This is the online version of our daily newsletter, The Morning Win. Subscribe to get irreverent and incisive sports stories, delivered to your mailbox every morning. Here’s Mike Sykes.
The name, image and likeness space in the NCAA is absolutely the wild, wild west.
Sure, it’s been fun. And some of the deals we’ve seen have been cool. But there’s lots of money being thrown around with no parameters behind it.
There’s no security with these deals. A player can receive a deal today and it could be gone tomorrow, just like Jaden Rashada, who reportedly had a $13 million NIL deal from the Gator Collective just fall through.
That’s why it’s hard to say that NCAA President Charlie Baker is off with this call for regulation in the NIL marketplace.
He joined Greg Gumbel and Clark Kellog during the NCAA Tournament’s in-studio pregame show to talk about these issues and he called on “the folks in Washington” to help with developing “consumer protections” for the NIL landscape.
New NCAA President (and former Governor of Massachusetts) Charlie Baker says he wants "consumer protections" around NIL, saying he's "gonna talk some with the folks in Washington."
Charles Barkley responded, as only he can. pic.twitter.com/w1XURZ0sEm
— Awful Announcing (@awfulannouncing) March 24, 2023
“I would love to create some accountability and trasnparency around that so the families know what they’re getting into. And I would really like to see some sort of uniform standard contract, so that when somebody signs it they know they’re signing the same kind of agreement everybody else is signing.”
These are some good, positive ideas. But if the NCAA is calling on the federal government to help with it, something like this could take a while.
That’s why Charles Barkley called him out for it. He doesn’t want politicians to help — he wants the NCAA to create its own committee for this stuff and solve its own problems. And that’s a good idea, too.
But, uh, aren’t we galaxy-braining this entire thing?
It’s great that players are finally able to profit off of their own names as the NCAA has been doing for decades with student-athletes at this point. But this still does not solve the core problem here, which is that players are still not being compensated at all for their labor.
Only the most famous faces you know are making the big bucks. Everyone else is still making pennies on the dollar for the same work. There are massive gender pay gaps and racial disparities in the NIL landscape, too.

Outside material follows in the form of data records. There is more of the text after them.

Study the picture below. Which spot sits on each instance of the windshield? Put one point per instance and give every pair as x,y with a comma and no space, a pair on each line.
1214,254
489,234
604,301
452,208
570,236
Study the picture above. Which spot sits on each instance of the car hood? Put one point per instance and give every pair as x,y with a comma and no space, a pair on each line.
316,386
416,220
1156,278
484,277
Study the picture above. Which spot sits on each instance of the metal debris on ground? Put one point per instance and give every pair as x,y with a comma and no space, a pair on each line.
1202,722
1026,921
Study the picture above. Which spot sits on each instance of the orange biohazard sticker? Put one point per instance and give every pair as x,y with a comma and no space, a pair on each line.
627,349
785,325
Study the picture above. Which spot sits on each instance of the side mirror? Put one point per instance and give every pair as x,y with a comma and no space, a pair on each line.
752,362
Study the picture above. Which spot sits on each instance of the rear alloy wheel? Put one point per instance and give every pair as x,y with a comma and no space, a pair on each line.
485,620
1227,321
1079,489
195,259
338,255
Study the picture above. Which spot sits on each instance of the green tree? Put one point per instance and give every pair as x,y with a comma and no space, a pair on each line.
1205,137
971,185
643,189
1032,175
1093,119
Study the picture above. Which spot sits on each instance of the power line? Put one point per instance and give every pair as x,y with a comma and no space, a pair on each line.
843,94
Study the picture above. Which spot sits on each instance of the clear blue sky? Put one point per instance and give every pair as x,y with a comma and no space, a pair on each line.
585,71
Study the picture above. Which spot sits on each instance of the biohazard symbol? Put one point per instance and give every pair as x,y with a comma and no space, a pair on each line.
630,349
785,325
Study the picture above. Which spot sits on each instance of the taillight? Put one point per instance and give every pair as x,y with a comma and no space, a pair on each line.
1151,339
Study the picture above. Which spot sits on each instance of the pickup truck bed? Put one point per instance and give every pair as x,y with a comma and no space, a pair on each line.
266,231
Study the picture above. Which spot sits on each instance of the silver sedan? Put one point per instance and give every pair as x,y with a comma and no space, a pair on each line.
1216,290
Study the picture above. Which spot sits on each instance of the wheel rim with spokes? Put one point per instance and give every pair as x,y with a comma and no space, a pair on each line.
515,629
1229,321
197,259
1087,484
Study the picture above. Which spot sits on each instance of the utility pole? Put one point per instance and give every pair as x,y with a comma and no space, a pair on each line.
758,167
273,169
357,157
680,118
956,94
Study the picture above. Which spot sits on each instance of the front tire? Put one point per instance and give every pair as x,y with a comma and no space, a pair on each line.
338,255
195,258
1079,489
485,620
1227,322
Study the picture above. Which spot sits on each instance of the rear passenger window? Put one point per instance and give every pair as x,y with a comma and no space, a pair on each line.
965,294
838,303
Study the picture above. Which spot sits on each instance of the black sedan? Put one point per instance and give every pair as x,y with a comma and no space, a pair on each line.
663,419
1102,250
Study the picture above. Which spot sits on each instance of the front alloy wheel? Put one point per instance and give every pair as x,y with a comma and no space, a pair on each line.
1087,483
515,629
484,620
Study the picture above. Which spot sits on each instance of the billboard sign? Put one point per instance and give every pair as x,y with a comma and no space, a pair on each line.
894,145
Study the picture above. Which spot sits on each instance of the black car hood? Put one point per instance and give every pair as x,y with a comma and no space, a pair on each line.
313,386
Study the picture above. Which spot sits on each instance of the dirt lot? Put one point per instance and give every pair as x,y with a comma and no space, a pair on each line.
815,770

Charlie Baker, I know you’re new around here. But do you want to know the real way to solve these issues? Pay the players.
The NCAA is trying to have its cake and eat it, too. All this NIL business is is the NCAA allowing others to do the work that it should be doing in paying its workforce. OK, fine. But now you want to regulate it, too? How does that work? You can’t do both without any pushback. This is the NCAA telling others how to do the job that it should be doing.
Washington regulators can get involved as much as they want. But thinking that more regulation will ultimately solve what was already an imbalanced marketplace is a fool’s errand.
Whatever they manage to come up with will likely only be a stopgap measure before some booster-based organization finds another way to curtail the new rules, just as they’ve always done. The game is the game, man. It’s been this way for years — even before NIL deals were ever a thing.
The way to solve this problem is ultimately the same as its always ever been. Paying the players what they are owed. Until the NCAA chooses to do that, its problems won’t go away.
Quick Hits: Mick Cronin’s hilarious impatience…The coolest alley-oop ever…and more
— Mick Cronin has to be the most unintentionally funny coach in the world. The guy was so mad he had to wait 33 minutes for his postgame press conference after UCLA’s loss to Gonzaga.
— Markquis Nowell is forever a college basketball legend after Thursday night. He faked an argument with his coach while throwing an alley-oop in the most spectacular fashion. It was glorious.
— Tom Brady is beginning his retired life by purchasing stake in the Las Vegas Aces. Looks like that conversation with Kelsey Plum paid off.